What gravitational force does each exert on the other?
What is the ratio of this gravitational force to the weight of the 70 ball?

F=GMm/r^2

To calculate the gravitational force between the two lead balls, you can use Newton's law of universal gravitation:

F = G * ((m1 * m2) / r^2)

Where:
F is the gravitational force
G is the gravitational constant (6.67430 × 10^-11 N m^2/kg^2)
m1 and m2 are the masses of the two lead balls
r is the separation between their centers

First, let's calculate the gravitational force between the two lead balls:

m1 = mass of the 6.0 kg lead ball = 6.0 kg
m2 = mass of the 70 kg lead ball = 70 kg
r = separation between their centers = 8.0 meters

Using the given values:

F = G * ((m1 * m2) / r^2)
F = (6.67430 × 10^-11 N m^2/kg^2) * ((6.0 kg * 70 kg) / (8.0 m)^2)

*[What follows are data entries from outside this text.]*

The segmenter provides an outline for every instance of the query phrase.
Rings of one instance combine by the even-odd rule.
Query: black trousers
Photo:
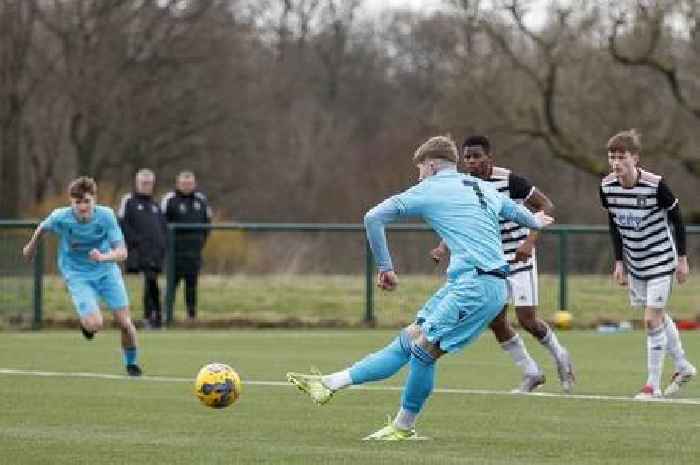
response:
[[[143,274],[143,318],[156,327],[160,326],[163,321],[158,274],[154,272],[144,272]]]
[[[173,290],[173,301],[177,294],[177,287],[180,281],[185,281],[185,306],[187,307],[187,317],[197,317],[197,281],[199,278],[198,272],[176,272],[175,273],[175,289]]]

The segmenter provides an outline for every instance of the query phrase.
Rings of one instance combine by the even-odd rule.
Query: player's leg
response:
[[[658,302],[658,305],[666,305],[670,299],[672,285],[672,275],[647,282],[649,301]],[[667,311],[663,313],[662,325],[666,335],[666,353],[671,357],[675,365],[671,382],[664,390],[664,395],[669,396],[677,393],[683,385],[693,379],[697,374],[697,370],[686,358],[676,323]]]
[[[647,382],[637,394],[645,399],[661,397],[661,374],[666,356],[666,331],[664,328],[664,309],[647,306],[644,309],[644,325],[647,329]]]
[[[199,274],[190,272],[185,275],[185,306],[187,318],[194,320],[197,317],[197,278]]]
[[[515,307],[518,322],[525,330],[532,334],[552,355],[557,367],[557,375],[562,389],[565,392],[573,390],[575,376],[573,363],[569,351],[559,342],[552,328],[537,316],[537,307]]]
[[[323,405],[335,392],[354,384],[379,381],[393,376],[410,358],[410,334],[417,331],[416,325],[403,329],[387,346],[367,355],[351,367],[321,375],[320,373],[287,373],[287,380]]]
[[[685,351],[683,350],[680,334],[678,334],[678,328],[668,313],[664,315],[664,323],[666,331],[666,351],[671,356],[676,366],[676,370],[671,376],[671,382],[664,390],[665,396],[671,396],[691,381],[697,375],[698,370],[685,357]]]
[[[367,436],[370,440],[415,438],[415,423],[433,391],[435,363],[445,353],[470,344],[501,311],[506,300],[505,281],[471,274],[456,280],[421,325],[411,344],[409,373],[393,424]]]
[[[513,363],[522,372],[522,381],[517,388],[513,389],[513,392],[531,392],[544,384],[544,373],[530,356],[523,338],[515,332],[508,321],[507,307],[503,307],[503,310],[494,318],[489,327],[501,348],[510,355]]]
[[[144,315],[148,315],[151,326],[160,328],[162,318],[158,274],[152,270],[143,272],[143,308]]]
[[[524,297],[529,294],[530,283],[523,278],[524,273],[516,273],[508,278],[509,303],[513,303],[517,297]],[[526,288],[527,286],[527,288]],[[501,344],[501,348],[510,355],[513,362],[522,372],[520,385],[513,389],[513,392],[531,392],[545,382],[545,376],[537,362],[532,358],[525,348],[525,341],[515,332],[513,326],[508,321],[507,307],[498,314],[489,327],[493,331],[496,340]]]
[[[166,293],[166,298],[168,299],[167,308],[172,308],[173,312],[175,310],[175,299],[177,298],[177,288],[180,285],[180,281],[184,278],[184,275],[180,273],[177,264],[175,265],[175,276],[173,276],[173,289],[170,294]]]
[[[647,281],[636,279],[632,275],[627,278],[630,305],[634,308],[644,308],[644,325],[647,330],[647,382],[635,396],[638,399],[661,397],[660,382],[663,357],[666,353],[666,332],[661,326],[663,309],[655,312],[647,305],[649,300]],[[658,313],[658,314],[657,314]],[[655,381],[656,378],[656,381]],[[654,386],[656,383],[656,386]]]
[[[73,306],[80,318],[80,331],[85,339],[92,339],[102,329],[103,321],[97,301],[98,293],[93,283],[80,276],[67,276],[66,287],[73,300]]]
[[[436,305],[448,294],[450,284],[445,284],[418,312],[417,321],[425,320]],[[379,381],[393,376],[411,357],[411,344],[420,334],[419,324],[411,324],[384,348],[371,353],[349,368],[330,375],[287,373],[290,383],[308,394],[317,404],[325,404],[333,394],[354,384]]]
[[[127,373],[130,376],[141,376],[136,327],[129,313],[129,297],[119,268],[115,266],[111,273],[100,279],[99,293],[119,326],[123,361]]]

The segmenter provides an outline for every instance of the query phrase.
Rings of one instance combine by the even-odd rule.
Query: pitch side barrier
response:
[[[38,221],[0,220],[0,319],[32,329],[41,327],[46,244],[39,242],[31,263],[22,257],[22,247],[38,225]]]
[[[21,256],[22,246],[29,240],[34,228],[38,225],[33,220],[0,220],[0,250],[2,250],[3,262],[0,263],[0,320],[10,321],[13,326],[31,326],[40,329],[43,309],[43,286],[47,268],[51,268],[47,260],[52,259],[47,253],[46,239],[39,242],[36,258],[28,263]],[[212,230],[212,231],[241,231],[241,232],[274,232],[274,233],[356,233],[364,235],[362,224],[337,224],[337,223],[217,223],[217,224],[169,224],[168,225],[168,259],[166,264],[167,288],[165,299],[165,312],[168,323],[173,321],[174,293],[174,256],[175,232],[177,230]],[[394,233],[429,232],[430,228],[422,224],[396,224],[387,228]],[[700,236],[700,225],[686,227],[690,240]],[[547,253],[554,253],[556,257],[548,257],[552,262],[551,270],[556,270],[558,276],[556,302],[560,309],[569,309],[569,275],[576,271],[581,260],[580,254],[571,259],[572,252],[581,252],[579,240],[585,236],[589,238],[598,236],[596,246],[605,247],[605,253],[611,250],[609,240],[602,237],[608,233],[606,225],[568,225],[560,224],[552,226],[544,231],[542,239],[549,241]],[[372,325],[375,322],[374,311],[374,274],[375,266],[367,241],[364,242],[364,309],[362,319]],[[605,244],[604,246],[602,244]],[[541,247],[540,249],[543,249]],[[583,251],[585,254],[585,250]],[[696,253],[689,252],[692,256]],[[574,254],[575,255],[575,254]],[[609,266],[609,257],[605,257],[606,266]],[[691,262],[692,262],[691,258]],[[47,266],[49,265],[49,266]],[[692,265],[692,263],[691,263]]]
[[[167,259],[167,290],[166,290],[166,321],[173,321],[173,305],[172,298],[175,292],[175,262],[172,259],[175,251],[176,231],[182,230],[229,230],[242,232],[277,232],[277,233],[296,233],[296,232],[323,232],[323,233],[348,233],[356,232],[364,234],[364,225],[362,224],[338,224],[338,223],[217,223],[217,224],[176,224],[168,225],[168,244],[169,253]],[[686,227],[689,235],[700,234],[700,225],[689,225]],[[394,224],[387,227],[387,231],[392,232],[429,232],[430,227],[424,224]],[[557,246],[556,268],[559,276],[558,286],[558,306],[561,310],[569,308],[569,251],[572,247],[572,239],[583,235],[604,235],[608,234],[607,225],[573,225],[559,224],[554,225],[543,231],[544,234],[554,236]],[[369,242],[365,242],[365,305],[363,320],[366,324],[372,325],[375,323],[374,313],[374,274],[375,264],[372,259],[372,253],[369,247]]]

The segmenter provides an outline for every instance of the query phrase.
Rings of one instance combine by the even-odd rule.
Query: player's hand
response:
[[[535,245],[529,241],[525,241],[515,250],[515,261],[516,262],[526,262],[532,257],[532,251],[535,249]]]
[[[433,259],[435,263],[440,263],[440,261],[447,256],[447,250],[443,247],[435,247],[430,251],[430,258]]]
[[[622,262],[615,262],[615,268],[613,269],[613,279],[620,286],[627,285],[627,273],[625,273],[625,265]]]
[[[546,214],[543,210],[534,213],[534,215],[542,228],[546,228],[550,224],[554,223],[554,218]]]
[[[676,279],[678,284],[683,284],[688,279],[688,274],[690,274],[690,267],[688,266],[688,257],[685,255],[678,257],[678,266],[676,267]]]
[[[383,291],[393,291],[399,285],[399,277],[393,271],[380,271],[377,274],[377,287]]]
[[[32,261],[34,259],[35,254],[36,246],[31,242],[22,248],[22,255],[29,261]]]
[[[95,262],[102,262],[105,259],[104,254],[97,249],[92,249],[88,254],[88,257],[90,257],[90,260]]]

Now, let's calculate this value:

F = (6.67430 × 10^-11 N m^2/kg^2) * ((6.0 kg * 70 kg) / (8.0 m)^2)
F = (6.67430 × 10^-11 N m^2/kg^2) * ((420 kg^2) / 64 m^2)

Simplifying:

F = (6.67430 × 10^-11 N m^2/kg^2) * (6.5625 × 10^3 kg^2 / m^2)

F = 4.378 × 10^-7 N

So, the gravitational force between the two lead balls is approximately 4.378 × 10^-7 N.

To find the ratio of this gravitational force to the weight of the 70 kg lead ball, we need to calculate the weight of the 70 kg ball:

Weight = mass * acceleration due to gravity

The acceleration due to gravity on Earth is approximately 9.8 m/s^2. Therefore, the weight is:

Weight = 70 kg * 9.8 m/s^2

Weight = 686 N

Now, let's calculate the ratio:

Ratio = Gravitational Force / Weight

Ratio = (4.378 × 10^-7 N) / (686 N)

Ratio ≈ 6.39 × 10^-10

Therefore, the ratio of the gravitational force between the two lead balls to the weight of the 70 kg ball is approximately 6.39 × 10^-10.